Anne Melek Çakar, çocukluğunda kızını, aşçılığa merakı olduğundan yemek yaptığı malzemeleri döküp saçsa da kısıtlamadığını ifade etti. Onun, küçücük boyuyla sandalyenin üzerine çıkarak tezgahta bir şeyler yaptığını kaydeden Çakar, "Pilav, badem, kuru üzüm gibi birçok değişik şeyi birleştirirdi. İlk önce farklı şeyler, sonra bambaşka lezzetler ortaya çıkmaya başladı. O süreçte onu hep motive ettim. Sanırım o dönemde özgüveni oturdu" diye konuştu.
BABASININ AVLADIĞI BALIKLARI SERVİS EDİYOR
ÇAKAR, butik restoranın mimarisini, Kafkasya'dan bölgeye gelen atalarının yöntemlerini ve bugünün mimarisini harmanlayarak tasarladıklarını bildirdi. İnşaat sürecinin 9 ayda tamamlandığını aktaran Çakar, "Burayı tasarlarken 150 yıl önce Kafkasya'dan atalarımız geldiğinde nasıl yemekler yapılıyordu, onu düşündüm.

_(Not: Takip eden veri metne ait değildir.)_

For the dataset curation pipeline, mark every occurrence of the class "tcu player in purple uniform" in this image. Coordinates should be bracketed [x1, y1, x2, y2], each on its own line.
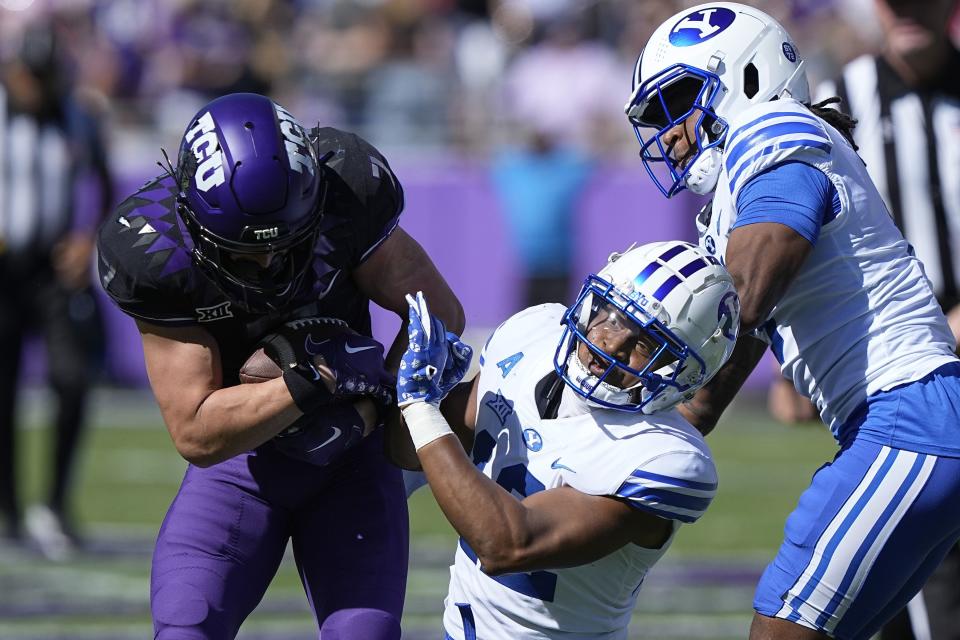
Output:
[99, 94, 463, 640]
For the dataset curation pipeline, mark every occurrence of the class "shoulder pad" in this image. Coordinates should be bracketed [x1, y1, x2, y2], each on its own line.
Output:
[723, 100, 833, 200]
[615, 450, 717, 523]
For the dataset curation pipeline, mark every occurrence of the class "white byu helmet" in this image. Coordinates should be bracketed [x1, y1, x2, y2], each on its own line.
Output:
[626, 2, 810, 198]
[554, 242, 740, 414]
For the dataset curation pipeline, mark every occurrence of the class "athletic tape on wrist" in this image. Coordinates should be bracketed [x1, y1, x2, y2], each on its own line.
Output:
[403, 402, 453, 451]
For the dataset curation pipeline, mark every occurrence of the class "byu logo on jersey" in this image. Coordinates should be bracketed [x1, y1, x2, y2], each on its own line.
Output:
[184, 111, 225, 191]
[670, 7, 737, 47]
[781, 42, 797, 62]
[523, 429, 543, 453]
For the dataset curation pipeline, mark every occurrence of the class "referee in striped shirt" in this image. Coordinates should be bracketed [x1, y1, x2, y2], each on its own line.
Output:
[0, 23, 113, 560]
[774, 0, 960, 640]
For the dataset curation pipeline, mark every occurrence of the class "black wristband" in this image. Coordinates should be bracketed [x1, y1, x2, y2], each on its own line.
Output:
[283, 364, 333, 413]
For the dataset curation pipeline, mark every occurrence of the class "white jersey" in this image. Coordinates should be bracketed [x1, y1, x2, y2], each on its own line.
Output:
[443, 304, 717, 640]
[698, 99, 955, 436]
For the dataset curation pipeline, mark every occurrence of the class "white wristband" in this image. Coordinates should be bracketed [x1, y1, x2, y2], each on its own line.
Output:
[403, 402, 453, 451]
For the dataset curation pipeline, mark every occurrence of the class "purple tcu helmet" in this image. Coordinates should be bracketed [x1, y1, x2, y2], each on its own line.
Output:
[176, 93, 326, 312]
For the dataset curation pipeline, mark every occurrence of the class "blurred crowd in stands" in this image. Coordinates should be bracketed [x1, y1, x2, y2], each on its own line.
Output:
[0, 0, 944, 162]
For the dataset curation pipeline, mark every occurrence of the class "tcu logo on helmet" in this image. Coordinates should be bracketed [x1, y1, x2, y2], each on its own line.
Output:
[670, 7, 736, 47]
[184, 111, 224, 191]
[253, 227, 280, 240]
[276, 105, 314, 175]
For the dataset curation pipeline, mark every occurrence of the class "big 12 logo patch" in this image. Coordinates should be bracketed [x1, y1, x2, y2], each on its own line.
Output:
[184, 111, 224, 192]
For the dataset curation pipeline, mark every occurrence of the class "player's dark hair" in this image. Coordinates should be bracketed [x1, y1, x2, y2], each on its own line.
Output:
[806, 96, 859, 151]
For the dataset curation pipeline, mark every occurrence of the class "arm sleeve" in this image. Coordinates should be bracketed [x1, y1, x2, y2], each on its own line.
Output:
[732, 162, 840, 246]
[318, 128, 404, 266]
[614, 451, 717, 523]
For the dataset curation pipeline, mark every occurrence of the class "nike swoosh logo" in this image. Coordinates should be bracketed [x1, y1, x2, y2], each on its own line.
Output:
[343, 344, 377, 353]
[550, 458, 576, 473]
[307, 427, 343, 453]
[303, 333, 330, 356]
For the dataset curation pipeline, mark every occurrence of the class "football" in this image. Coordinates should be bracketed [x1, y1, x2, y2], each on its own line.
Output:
[240, 347, 282, 384]
[240, 317, 356, 384]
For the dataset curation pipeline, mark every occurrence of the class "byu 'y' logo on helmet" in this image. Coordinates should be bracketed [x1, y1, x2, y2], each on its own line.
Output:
[670, 7, 737, 47]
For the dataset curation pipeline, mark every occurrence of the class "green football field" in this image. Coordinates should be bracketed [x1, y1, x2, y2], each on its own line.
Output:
[0, 389, 835, 640]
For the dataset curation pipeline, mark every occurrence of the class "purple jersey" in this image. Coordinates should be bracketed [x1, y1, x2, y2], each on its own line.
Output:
[98, 127, 403, 385]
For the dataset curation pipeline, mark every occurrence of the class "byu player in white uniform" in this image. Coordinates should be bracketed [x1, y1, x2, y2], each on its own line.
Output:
[627, 2, 960, 640]
[390, 242, 739, 640]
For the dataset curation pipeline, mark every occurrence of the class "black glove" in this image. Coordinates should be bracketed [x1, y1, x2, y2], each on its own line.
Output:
[258, 317, 396, 414]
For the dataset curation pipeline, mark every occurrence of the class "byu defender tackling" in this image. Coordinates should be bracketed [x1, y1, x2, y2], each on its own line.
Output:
[397, 242, 739, 640]
[627, 2, 960, 640]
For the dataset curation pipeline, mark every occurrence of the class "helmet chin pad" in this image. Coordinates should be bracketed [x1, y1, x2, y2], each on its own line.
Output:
[683, 147, 723, 196]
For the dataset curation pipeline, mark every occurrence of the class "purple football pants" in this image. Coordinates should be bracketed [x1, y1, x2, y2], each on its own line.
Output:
[150, 432, 408, 640]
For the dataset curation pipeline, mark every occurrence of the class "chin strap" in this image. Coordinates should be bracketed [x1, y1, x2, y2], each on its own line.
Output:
[683, 147, 723, 196]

O zamanlar doğalgaz, tüp olmadığını, ateşle yemek yapıldığını düşünerek ona göre tasarladım. Kuzine yaptık, uzun süre et suyu pişirmek istediğimde altına bir odun atıyorum, bütün gece mum ateşi dediğimiz ısıda o et suyunu pişirebiliyorum. İsraftan kaçınmak adına rezervasyonla çalışıyoruz. Menüyü tasarlarken kapalı gruplar için bir hafta önceden hazırlık yaptığımız ürünleri Burhaniye pazarındaki köylülerden ve belirlediğimiz taze et satan kasap ve balıkçılardan temin ediyoruz. Bazen de babamın avladığı balıkları pişirip servis ediyoruz" dedi.
'KÖYÜNÜ TERCİH ETTİ'
BABA Ahmet Çakar, kızının hayallerini gerçekleştirmek ve ona destek olmak için restoranı açtıklarını belirtti. Kızının aşçılık mesleğine aşık olduğu için üniversitede ziraat mühendisliği eğitimini bırakıp gastronomiye geçtiğini anlatan Çakar, "Yine hayali gerçekleşsin diye yurt dışına gönderdik. Yurt dışında teklifler aldığı halde bıraktı. Burasını, köyünü tercih etti" dedi.